On April 9, 2017, security personnel dragged a doctor off United Airlines Flight #3411 when he refused to give up his seat on an overbooked flight. Another passenger videotaped the entire incident, sharing it on social media. The video went viral on Twitter with over 87,000 shares and more than 6.8 million views in less than 24 hours. The following day, the CEO of the company responded to the public’s criticism in a statement and internal email to the company (that later went public). His remarks included an apology, but he also attempted to justify how the encounter was handled, casting blame on the "disruptive and belligerent" actions of the doctor. However, video proof and other passengers disputed these accusations.

This failed service experience and poor firm response damaged United Airlines’ reputation, in addition to causing a 4% drop in the company’s stock price. United Airlines also reached a confidential settlement of an unknown amount with the doctor. Finally, the company instituted policy changes offering passengers up to $10,000 as an incentive for changing flights. At the end of this saga, were people ultimately satisfied with the firm’s response? Did the service failure and initial poor firm response affect future purchase intent from those who learned of this incident via social media?

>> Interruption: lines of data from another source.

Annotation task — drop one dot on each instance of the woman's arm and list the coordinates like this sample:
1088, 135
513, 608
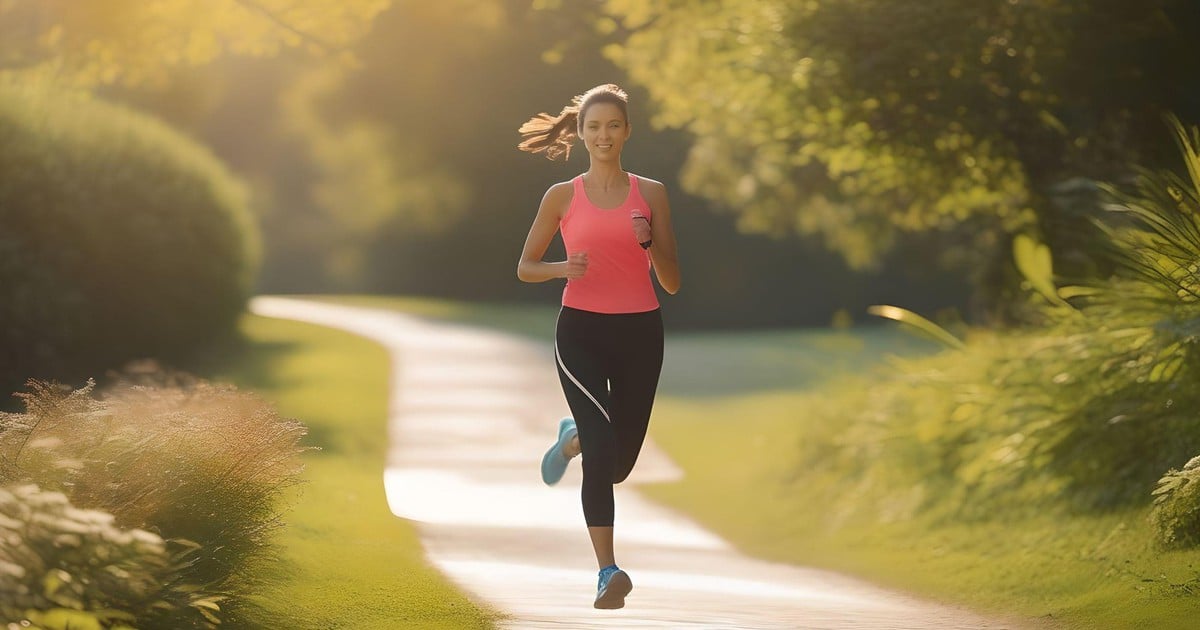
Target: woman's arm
663, 247
532, 268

The ability for consumers to quickly share service failures electronically to the masses is an ongoing concern for brands and firms alike. What affects whether people decide to share service failure via electronic word-of-mouth? What affects satisfaction with the firm’s response to the service failure, after it has been shared electronically? This paper proposes a conceptual model comprised of three major constructs: service failure, negative eWOM, and firm response. Research propositions are offered that examine the relationships between and among these three constructs.